Working Capital Management And Profitability – Case Of Pakistani Firms
Working Capital Management has its effect on liquidity as well on
profitability of the firm. In this research, we have selected a sample of 94
Pakistani firms listed on Karachi Stock Exchange for a period of 6 years
from 1999 – 2004, we have studied the effect of different variables of
working capital management including the Average collection period,
Inventory turnover in days, Average payment period, Cash conversion
cycle and Current ratio on the Net operating profitability of Pakistani firms.
Debt ratio, size of the firm (measured in terms of natural logarithm of
sales) and financial assets to total assets ratio have been used as
control variables. Pearson’s correlation, and regression analysis (Pooled
least square and general least square with cross section weight models)
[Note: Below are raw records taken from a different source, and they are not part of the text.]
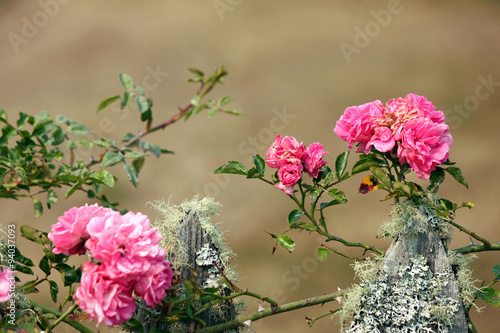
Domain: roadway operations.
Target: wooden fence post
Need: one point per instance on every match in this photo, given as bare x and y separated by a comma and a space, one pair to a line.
198, 251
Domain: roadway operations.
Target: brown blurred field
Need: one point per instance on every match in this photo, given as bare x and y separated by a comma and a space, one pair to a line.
283, 57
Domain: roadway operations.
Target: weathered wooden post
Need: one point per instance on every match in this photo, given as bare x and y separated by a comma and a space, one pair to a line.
415, 288
194, 244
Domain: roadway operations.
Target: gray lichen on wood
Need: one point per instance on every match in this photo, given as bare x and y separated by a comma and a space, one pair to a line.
194, 243
415, 288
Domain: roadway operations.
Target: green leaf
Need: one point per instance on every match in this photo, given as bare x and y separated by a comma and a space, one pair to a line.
68, 273
457, 174
51, 197
20, 171
111, 158
437, 177
78, 129
341, 164
490, 295
496, 271
365, 164
132, 174
45, 265
381, 175
31, 234
138, 163
286, 242
323, 253
75, 187
38, 207
142, 103
54, 290
3, 116
294, 216
103, 176
234, 112
135, 154
260, 164
105, 103
126, 81
233, 167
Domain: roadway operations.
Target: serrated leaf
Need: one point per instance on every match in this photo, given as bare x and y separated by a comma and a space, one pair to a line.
138, 163
54, 290
437, 177
286, 242
20, 171
294, 216
131, 174
103, 176
111, 158
38, 207
45, 265
260, 164
496, 271
75, 187
341, 164
126, 81
3, 116
232, 167
323, 253
51, 197
457, 174
105, 103
490, 295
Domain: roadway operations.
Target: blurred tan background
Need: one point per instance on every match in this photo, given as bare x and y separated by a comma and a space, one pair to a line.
294, 66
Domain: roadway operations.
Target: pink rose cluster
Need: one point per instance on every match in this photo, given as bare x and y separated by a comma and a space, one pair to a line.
6, 280
126, 260
410, 127
291, 158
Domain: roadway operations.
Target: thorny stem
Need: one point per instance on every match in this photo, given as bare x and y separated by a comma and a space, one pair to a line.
75, 324
269, 312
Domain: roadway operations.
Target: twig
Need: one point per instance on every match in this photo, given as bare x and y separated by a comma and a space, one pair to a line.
269, 312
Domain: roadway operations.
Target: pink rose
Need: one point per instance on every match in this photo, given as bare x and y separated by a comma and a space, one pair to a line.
284, 150
424, 145
126, 245
6, 279
153, 285
357, 123
289, 174
104, 298
383, 139
69, 234
313, 159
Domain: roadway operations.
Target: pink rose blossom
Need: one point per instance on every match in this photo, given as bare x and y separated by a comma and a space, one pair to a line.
69, 234
289, 174
6, 279
357, 123
424, 145
104, 298
383, 139
126, 245
152, 286
284, 150
313, 159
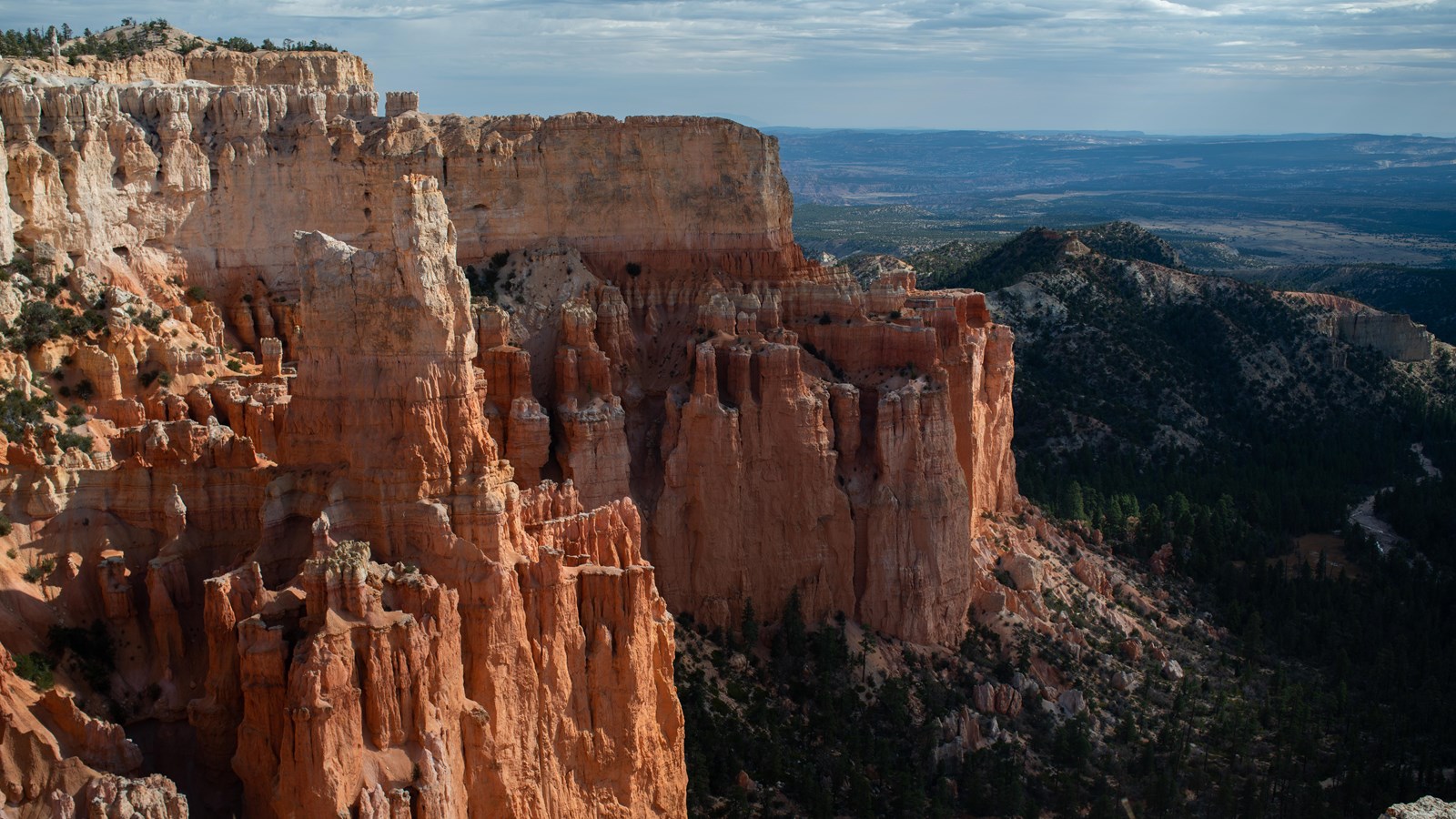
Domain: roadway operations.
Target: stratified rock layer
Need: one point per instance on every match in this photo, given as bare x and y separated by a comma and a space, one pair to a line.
662, 369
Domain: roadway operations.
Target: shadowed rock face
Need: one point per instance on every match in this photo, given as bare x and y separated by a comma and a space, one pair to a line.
1394, 336
353, 599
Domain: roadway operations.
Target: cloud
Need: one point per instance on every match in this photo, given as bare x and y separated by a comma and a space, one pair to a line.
1149, 65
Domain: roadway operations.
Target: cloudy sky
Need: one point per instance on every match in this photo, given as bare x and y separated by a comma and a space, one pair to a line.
1158, 66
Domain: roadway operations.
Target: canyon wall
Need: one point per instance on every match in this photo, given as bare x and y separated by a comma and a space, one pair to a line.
1394, 336
419, 513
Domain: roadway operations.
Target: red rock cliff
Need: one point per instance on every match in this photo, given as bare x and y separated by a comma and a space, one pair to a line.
645, 339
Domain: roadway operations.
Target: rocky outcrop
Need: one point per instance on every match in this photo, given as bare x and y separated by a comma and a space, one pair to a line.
1394, 336
1424, 807
531, 622
648, 370
217, 66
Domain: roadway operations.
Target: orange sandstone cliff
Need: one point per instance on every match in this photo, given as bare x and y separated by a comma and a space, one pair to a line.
400, 537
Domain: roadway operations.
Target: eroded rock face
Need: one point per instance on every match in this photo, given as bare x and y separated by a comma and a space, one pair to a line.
1394, 336
655, 373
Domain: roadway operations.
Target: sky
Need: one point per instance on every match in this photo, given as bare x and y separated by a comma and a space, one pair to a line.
1155, 66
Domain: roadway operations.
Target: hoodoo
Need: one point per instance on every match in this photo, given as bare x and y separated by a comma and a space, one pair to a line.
404, 436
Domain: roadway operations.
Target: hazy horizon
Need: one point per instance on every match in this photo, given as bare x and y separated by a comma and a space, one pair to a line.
1162, 67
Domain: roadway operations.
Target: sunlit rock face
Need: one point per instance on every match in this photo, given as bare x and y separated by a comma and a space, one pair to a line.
456, 411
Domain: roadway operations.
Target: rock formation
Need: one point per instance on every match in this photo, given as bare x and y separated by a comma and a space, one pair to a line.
1394, 336
380, 533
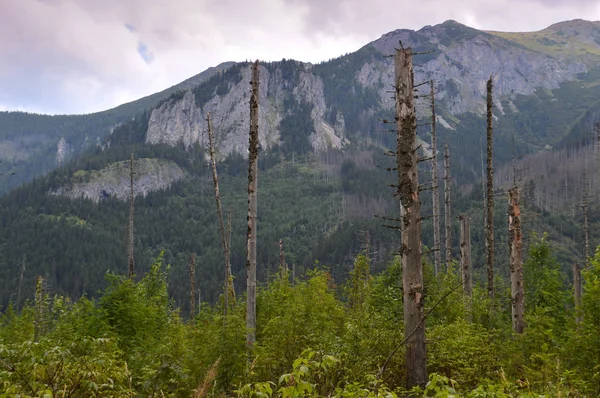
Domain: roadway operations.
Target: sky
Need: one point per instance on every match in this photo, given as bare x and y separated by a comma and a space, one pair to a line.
82, 56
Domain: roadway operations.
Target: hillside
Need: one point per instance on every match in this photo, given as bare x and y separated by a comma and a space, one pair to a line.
322, 138
33, 145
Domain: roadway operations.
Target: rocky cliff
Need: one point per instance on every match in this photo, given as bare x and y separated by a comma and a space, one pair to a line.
458, 58
183, 120
114, 180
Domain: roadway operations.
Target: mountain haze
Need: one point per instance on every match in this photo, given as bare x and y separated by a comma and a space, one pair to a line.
321, 135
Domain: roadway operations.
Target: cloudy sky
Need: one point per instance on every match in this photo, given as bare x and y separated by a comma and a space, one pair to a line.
80, 56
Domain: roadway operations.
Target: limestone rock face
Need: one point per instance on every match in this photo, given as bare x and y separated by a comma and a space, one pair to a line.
113, 180
183, 121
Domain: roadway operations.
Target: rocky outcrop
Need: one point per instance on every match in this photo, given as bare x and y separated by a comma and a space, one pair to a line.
461, 61
113, 180
62, 150
182, 121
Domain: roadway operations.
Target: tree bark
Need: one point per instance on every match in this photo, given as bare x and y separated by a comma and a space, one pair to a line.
515, 241
130, 260
586, 230
577, 289
489, 230
224, 242
21, 281
252, 208
408, 192
447, 215
282, 264
435, 194
465, 254
192, 286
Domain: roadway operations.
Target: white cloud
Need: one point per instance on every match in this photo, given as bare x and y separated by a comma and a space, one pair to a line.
66, 56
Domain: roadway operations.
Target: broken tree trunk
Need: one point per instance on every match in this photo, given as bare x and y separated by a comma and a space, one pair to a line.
282, 264
410, 223
435, 194
515, 241
489, 227
228, 259
193, 286
21, 281
252, 207
130, 261
224, 242
447, 207
577, 288
586, 230
465, 254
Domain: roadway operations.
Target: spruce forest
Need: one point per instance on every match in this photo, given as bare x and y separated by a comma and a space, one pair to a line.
405, 265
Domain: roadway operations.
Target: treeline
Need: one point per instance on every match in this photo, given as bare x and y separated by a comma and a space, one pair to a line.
314, 338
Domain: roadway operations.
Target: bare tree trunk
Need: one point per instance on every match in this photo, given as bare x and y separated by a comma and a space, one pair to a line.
252, 207
483, 180
228, 260
282, 264
224, 241
130, 260
193, 286
408, 192
465, 254
489, 230
586, 230
577, 288
447, 214
21, 281
435, 194
515, 241
40, 307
are used for analysis. The results show that there is a strong negative
relationship between variables of the working capital management and
profitability of the firm. It means that as the cash conversion cycle
increases it will lead to decreasing profitability of the firm, and managers
can create a positive value for the shareholders by reducing the cash
conversion cycle to a possible minimum level. We find that there is a
significant negative relationship between liquidity and profitability. We
also find that there is a positive relationship between size of the firm and
its profitability. There is also a significant negative relationship between
debt used by the firm and its profitability.